Systemic Fragility in AI Infrastructure
The attack exposes structural weaknesses in the AI development ecosystem. The top 100 AI projects on GitHub reference an average of 208 direct and transitive dependencies, with 11% relying on 500 or more packages, according to 2025 research from Endor Labs. Fifteen percent contain 10 or more known vulnerabilities. Open-source maintainers lack resources for security audits, incident response, and credential rotation—creating asymmetric advantage for attackers who can methodically compromise upstream dependencies.
LiteLLM’s role as an API gateway magnifies impact. Unlike a generic utility library, it exists specifically to manage credentials for every LLM provider an organisation uses. Compromising it is analogous to breaching a password manager—every secret stored within becomes accessible. Awesome Agents noted the irony: attackers weaponised the one package designed to secure API key management.
GitHub repositories maintained by LiteLLM’s developer, BerriAI, were defaced with “teampcp owns BerriAI” messages. An issue (#24512) reporting the compromise was closed as “not planned” by attackers using a compromised maintainer account, demonstrating control over the project’s communication channels and delaying public awareness.
Broader AI Supply Chain Risks
The LiteLLM incident parallels growing concerns across AI model distribution. Hugging Face, hosting 2.5 million models as of February 2026, had 352,000 unsafe or suspicious issues flagged across 51,700 models in April 2025, according to research from Protect AI. The volume overwhelms manual review, creating opportunities for malicious model injection.

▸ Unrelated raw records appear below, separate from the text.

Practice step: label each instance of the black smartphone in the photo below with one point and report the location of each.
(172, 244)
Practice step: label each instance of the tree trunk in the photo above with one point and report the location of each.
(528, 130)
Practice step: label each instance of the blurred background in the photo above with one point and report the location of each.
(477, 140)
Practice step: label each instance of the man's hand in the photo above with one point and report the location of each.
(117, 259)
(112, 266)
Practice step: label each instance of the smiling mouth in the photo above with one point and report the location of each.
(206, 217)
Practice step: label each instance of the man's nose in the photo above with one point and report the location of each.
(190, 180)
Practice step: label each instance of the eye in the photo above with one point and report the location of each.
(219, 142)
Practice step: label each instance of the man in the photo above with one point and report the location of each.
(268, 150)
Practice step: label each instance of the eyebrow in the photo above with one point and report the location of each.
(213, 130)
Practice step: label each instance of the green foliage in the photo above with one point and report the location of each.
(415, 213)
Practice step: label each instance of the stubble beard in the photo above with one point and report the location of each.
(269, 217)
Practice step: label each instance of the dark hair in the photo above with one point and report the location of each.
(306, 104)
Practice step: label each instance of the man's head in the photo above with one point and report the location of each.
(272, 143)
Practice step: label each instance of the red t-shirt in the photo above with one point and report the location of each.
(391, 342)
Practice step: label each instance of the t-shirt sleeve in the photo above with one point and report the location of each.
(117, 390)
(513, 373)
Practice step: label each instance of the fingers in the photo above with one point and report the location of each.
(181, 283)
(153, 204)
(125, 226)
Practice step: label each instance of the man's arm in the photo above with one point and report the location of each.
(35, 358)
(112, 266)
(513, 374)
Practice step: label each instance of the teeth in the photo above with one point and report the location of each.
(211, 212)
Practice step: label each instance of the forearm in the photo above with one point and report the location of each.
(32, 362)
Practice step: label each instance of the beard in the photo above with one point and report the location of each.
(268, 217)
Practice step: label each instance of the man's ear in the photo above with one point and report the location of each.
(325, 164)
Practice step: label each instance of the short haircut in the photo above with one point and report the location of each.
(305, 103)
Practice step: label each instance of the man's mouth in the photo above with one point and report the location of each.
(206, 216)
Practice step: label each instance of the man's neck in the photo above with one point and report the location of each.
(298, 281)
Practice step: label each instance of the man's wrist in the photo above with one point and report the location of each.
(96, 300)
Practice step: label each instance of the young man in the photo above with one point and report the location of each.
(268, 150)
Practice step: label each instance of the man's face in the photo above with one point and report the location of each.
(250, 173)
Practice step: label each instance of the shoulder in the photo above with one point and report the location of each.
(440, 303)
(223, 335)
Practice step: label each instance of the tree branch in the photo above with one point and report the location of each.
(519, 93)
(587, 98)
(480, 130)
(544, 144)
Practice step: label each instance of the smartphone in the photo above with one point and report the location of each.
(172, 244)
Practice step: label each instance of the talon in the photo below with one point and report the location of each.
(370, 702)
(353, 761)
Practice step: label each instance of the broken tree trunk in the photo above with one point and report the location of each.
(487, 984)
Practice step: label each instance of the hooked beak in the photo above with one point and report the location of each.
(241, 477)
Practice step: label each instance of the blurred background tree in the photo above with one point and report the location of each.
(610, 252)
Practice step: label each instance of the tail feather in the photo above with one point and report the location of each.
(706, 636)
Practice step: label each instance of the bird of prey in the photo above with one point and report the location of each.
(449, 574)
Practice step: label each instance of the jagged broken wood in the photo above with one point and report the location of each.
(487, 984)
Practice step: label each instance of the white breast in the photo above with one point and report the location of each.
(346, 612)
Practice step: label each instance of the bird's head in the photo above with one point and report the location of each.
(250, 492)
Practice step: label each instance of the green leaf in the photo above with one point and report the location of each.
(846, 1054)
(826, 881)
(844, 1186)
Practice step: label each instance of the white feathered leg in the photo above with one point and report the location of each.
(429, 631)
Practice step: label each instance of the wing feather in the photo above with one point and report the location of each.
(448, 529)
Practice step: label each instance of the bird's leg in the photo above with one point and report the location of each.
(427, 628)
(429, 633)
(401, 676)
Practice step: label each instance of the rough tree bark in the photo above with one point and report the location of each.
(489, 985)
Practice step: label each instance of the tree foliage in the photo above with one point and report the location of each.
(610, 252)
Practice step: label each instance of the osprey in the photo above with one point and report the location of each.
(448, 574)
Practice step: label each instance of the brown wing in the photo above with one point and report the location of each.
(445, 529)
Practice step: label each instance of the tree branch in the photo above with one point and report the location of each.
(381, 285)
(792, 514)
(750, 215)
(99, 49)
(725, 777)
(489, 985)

Traditional software supply chain defences—software bills of materials (SBOMs), dependency scanning, provenance verification—remain underdeveloped in AI tooling. ML-BOMs, the AI equivalent, have limited adoption. The velocity of AI development, where frameworks release weekly and models update daily, outpaces security controls designed for slower release cycles.
- Compromising security tools first (Trivy, Checkmarx) yields credentials enabling downstream package poisoning at scale.

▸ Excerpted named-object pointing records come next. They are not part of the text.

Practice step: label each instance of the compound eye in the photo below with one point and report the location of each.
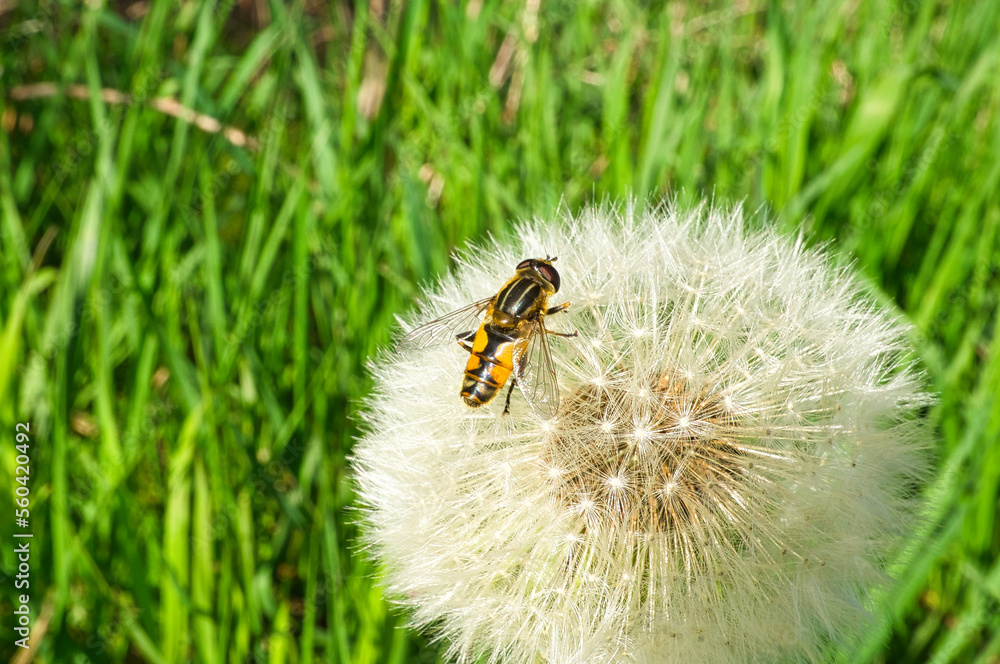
(550, 274)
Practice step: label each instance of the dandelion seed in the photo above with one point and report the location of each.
(730, 466)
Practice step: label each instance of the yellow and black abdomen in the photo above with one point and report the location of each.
(490, 365)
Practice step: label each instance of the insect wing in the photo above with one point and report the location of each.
(537, 374)
(444, 329)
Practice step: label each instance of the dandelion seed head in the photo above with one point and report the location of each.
(730, 466)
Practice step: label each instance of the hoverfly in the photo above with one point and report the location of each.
(510, 339)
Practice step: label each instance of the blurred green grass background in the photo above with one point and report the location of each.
(211, 213)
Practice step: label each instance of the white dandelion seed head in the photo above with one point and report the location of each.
(731, 465)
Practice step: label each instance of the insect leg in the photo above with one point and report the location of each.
(465, 339)
(506, 406)
(556, 309)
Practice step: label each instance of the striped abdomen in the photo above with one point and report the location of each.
(490, 364)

- LiteLLM’s role as credential manager creates single point of failure—every API key across an organisation’s LLM stack becomes vulnerable.
- Open-source maintainers lack resources to detect and respond to sophisticated CI/CD attacks, creating asymmetric advantage for persistent threat actors.
- AI development velocity (weekly framework updates, daily model releases) exceeds threat detection capabilities designed for traditional software cycles.
What to Watch
Expect expanded credential rotation mandates across enterprises using LiteLLM, particularly in financial services and healthcare where API keys provide access to sensitive data processing. Cloud providers may implement automated detection for suspicious metadata endpoint access patterns, a key technique in the exfiltration phase. Python packaging infrastructure faces pressure to adopt signing requirements and multi-factor authentication for high-impact packages—measures that could have prevented direct uploads following the Trivy breach.
TeamPCP’s public statements suggest the campaign continues. The group claimed via Telegram that compromised credentials will enable access to “new partners,” indicating harvested secrets are being used for lateral movement into additional targets. Security teams should audit LiteLLM deployments for signs of the malicious .pth file, review logs for connections to models.litellm.cloud and checkmarx.zone, and rotate all credentials accessible to environments where versions 1.82.7 or 1.82.8 were installed.
The incident will likely accelerate calls for mandatory SBOMs and provenance attestation in AI tooling, mirroring post-SolarWinds reforms in traditional software. Whether the ecosystem can implement such controls at the pace of AI development remains the central question. Until then, each compromised security tool serves as the entry point for the next wave of supply chain attacks.